Sorting things out........ --------------------------------------------------------------------- Tuesday August 3 6:55 PM ET
Internet Music Companies Struggling After Hype By Scott Hillis
LOS ANGELES (Reuters) - Moving from a ''Stairway to Heaven'' to a ''Highway to Hell,'' Internet music companies that delighted Wall Street with recent stock debuts are playing a more somber tune as investors take another look at their plans to reshape the music industry.
Take what many consider to be the industry's flagship company, MP3.com Inc.. The San Diego, Calif.-based start-up lets visitors to its Web site (http://www.mp3.com) download more than 100,000 songs for free.
The company's stock, originally priced at $28 a share, hit a dizzying high of $105 in its first day of trading last month before closing up 126 percent.
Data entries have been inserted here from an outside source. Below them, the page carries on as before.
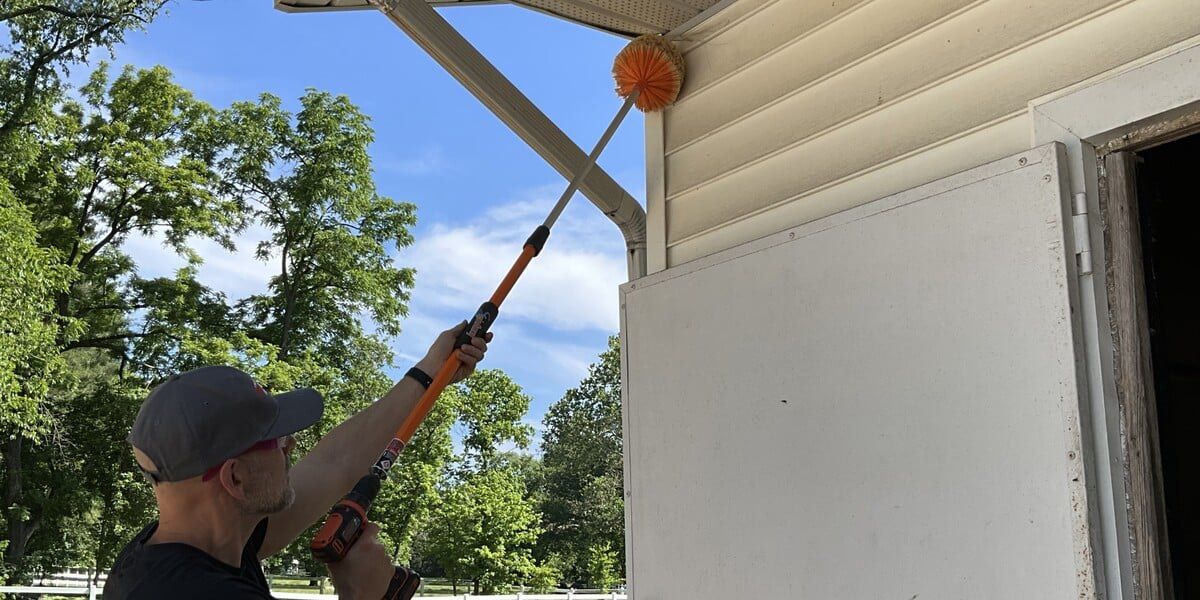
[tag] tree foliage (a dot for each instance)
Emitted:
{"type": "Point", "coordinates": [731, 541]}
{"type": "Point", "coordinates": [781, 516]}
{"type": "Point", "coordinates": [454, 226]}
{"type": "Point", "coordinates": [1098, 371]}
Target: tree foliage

But the price has steadily eroded since then, shedding $6.375 Tuesday to close at $33.25 on Nasdaq.
Other Internet music stocks tell the same story.
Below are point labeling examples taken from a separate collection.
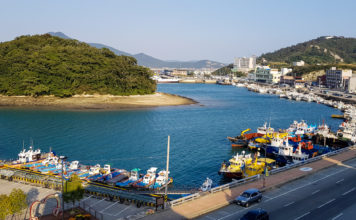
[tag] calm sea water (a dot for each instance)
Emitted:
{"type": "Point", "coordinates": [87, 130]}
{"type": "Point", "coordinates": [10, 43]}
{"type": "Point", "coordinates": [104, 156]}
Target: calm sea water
{"type": "Point", "coordinates": [138, 139]}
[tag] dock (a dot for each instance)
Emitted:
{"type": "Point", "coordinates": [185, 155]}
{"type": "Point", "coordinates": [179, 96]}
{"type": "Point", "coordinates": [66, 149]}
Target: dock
{"type": "Point", "coordinates": [203, 203]}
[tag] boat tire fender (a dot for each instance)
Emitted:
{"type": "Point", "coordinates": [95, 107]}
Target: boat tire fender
{"type": "Point", "coordinates": [138, 204]}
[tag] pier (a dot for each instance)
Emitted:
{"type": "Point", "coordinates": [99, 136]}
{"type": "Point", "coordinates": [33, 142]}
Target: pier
{"type": "Point", "coordinates": [203, 203]}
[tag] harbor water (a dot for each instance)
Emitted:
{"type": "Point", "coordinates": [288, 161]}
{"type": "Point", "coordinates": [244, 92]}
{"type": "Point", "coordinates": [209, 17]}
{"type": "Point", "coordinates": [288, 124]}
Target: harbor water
{"type": "Point", "coordinates": [138, 138]}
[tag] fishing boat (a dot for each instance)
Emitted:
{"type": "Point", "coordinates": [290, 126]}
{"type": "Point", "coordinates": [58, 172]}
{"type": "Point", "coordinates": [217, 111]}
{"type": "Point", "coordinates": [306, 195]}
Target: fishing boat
{"type": "Point", "coordinates": [264, 129]}
{"type": "Point", "coordinates": [29, 156]}
{"type": "Point", "coordinates": [239, 143]}
{"type": "Point", "coordinates": [133, 177]}
{"type": "Point", "coordinates": [161, 180]}
{"type": "Point", "coordinates": [147, 180]}
{"type": "Point", "coordinates": [236, 165]}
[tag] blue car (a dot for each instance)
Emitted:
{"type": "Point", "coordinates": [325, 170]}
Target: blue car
{"type": "Point", "coordinates": [248, 197]}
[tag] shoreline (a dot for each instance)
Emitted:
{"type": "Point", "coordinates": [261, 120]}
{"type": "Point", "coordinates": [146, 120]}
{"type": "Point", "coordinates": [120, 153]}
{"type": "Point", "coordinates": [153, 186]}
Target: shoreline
{"type": "Point", "coordinates": [94, 102]}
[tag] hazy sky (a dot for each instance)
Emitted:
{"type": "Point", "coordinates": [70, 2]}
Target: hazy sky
{"type": "Point", "coordinates": [184, 29]}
Liquid Audio Inc. (Nasdaq:LQID - news), which produces a secure method for transmitting music files via the Web and is building a network to distribute digital music, fell $2 to $24.625. Its high was $48. Custom online CD compiler Musicmaker.com, which peaked last month at $28.125, fell $1 to $12.56 Tuesday.
EMusic.com, which also offers an online song collection, shed 87.5 cents to $15.625, down from a recent high of $35. And Launch Media Inc., whose Launch.com site offers online music videos and music news, has fallen from a peak of more than $36 to $9.875 Tuesday, down 87.5 cents.
What is happening?
''The rhetoric is so far in advance of the financial reality that some stocks go out like Fourth of July fireworks, but anyone who does their homework finds the economics just aren't there,'' said Mark Hardie, a senior analyst with Forrester Research who follows Internet music.
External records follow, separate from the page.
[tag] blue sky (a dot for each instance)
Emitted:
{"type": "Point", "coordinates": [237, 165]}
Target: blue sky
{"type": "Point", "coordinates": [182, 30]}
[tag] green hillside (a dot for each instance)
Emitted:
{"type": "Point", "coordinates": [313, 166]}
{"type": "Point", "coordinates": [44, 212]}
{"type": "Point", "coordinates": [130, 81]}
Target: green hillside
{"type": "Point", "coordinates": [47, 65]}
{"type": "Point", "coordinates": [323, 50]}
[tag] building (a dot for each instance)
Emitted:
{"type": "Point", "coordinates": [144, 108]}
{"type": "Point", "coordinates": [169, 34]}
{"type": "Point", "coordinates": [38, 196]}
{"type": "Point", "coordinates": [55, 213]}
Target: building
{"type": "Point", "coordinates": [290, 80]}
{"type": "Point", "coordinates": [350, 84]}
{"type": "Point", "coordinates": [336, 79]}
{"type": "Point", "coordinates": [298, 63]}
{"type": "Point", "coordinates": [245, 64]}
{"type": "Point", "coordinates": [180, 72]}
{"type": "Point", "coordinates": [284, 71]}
Indeed, none of the listed companies are so far turning a profit. That's nothing new in the Internet space, but it seems to be hitting music companies especially hard.
That may be because consumers are used to getting digital music for free, thanks in large part to the lack of anti-piracy features on the popular MP3 file format that has let people make near-perfect copies of CDs and post them to the Internet for anyone to download.
''When people get used to free, it's hard to make it not free,'' said Travis Kalanick, vice president of strategy for Scour.net, a search engine that seeks out video, audio and radio content on the Web.
While financial details are scant for the sector, companies are measuring quarterly sales in the hundreds of thousands or millions of dollars, while enjoying market capitalizations of hundreds of millions to billions of dollars.
''Nobody's buying a lot of music, and we're early in the market and the infrastructure is not built, there's not a lot of personal digital music players,'' Hardie said of the steps he believes necessary for the market to blossom.
Liquid Audio, which reported second quarter results Tuesday, said total revenues were $745,000, compared to $500,000 in the year-ago period. MP3.com last week said its second quarter revenues rose to $1.9 million from $247,000 a year earlier. Both companies posted widening losses: $6 million for Liquid Audio and $6.3 million for MP3.com.
''I can't say what the business model is going to be that leads to profitability in the digital download world,'' Edmond Sanctis, chief operating officer of search engine Snap.com, said at a conference recently.
Moreover, the big music labels, slow out of the gate to embrace the Web's potential, are taking it more seriously. With their deep pockets and vaults holding decades of popular music, analysts said they will pose a threat to the start-ups.
''The majors have woken up and they can still bring strengths and capabilities formidable in this market,'' said Geoffrey Sands, a vice president of management consulting firm Booz-Allen & Hamilton.
''There's no question we're going to see more consolidation, outright consolidation. I think that's the next wave,'' Sands said.
Despite the uncertainty, analysts agree that the Internet will radically change the way people buy and listen to music. Store shelves will soon be stocked with an array of cute portable devices that store CD-quality music on a chip or card. New formats to rival MP3 are delivering better sound quality and pleasing record labels with guards against illegal copying.
''I am extremely optimistic about digital distribution -- it is the future of the business,'' Hardie said.
''We're not at the inflection point yet, and we won't be until early next year, after a year of promotion and an installed base of players in the hands of consumers,'' he said referring to the point at which industry growth may take-off.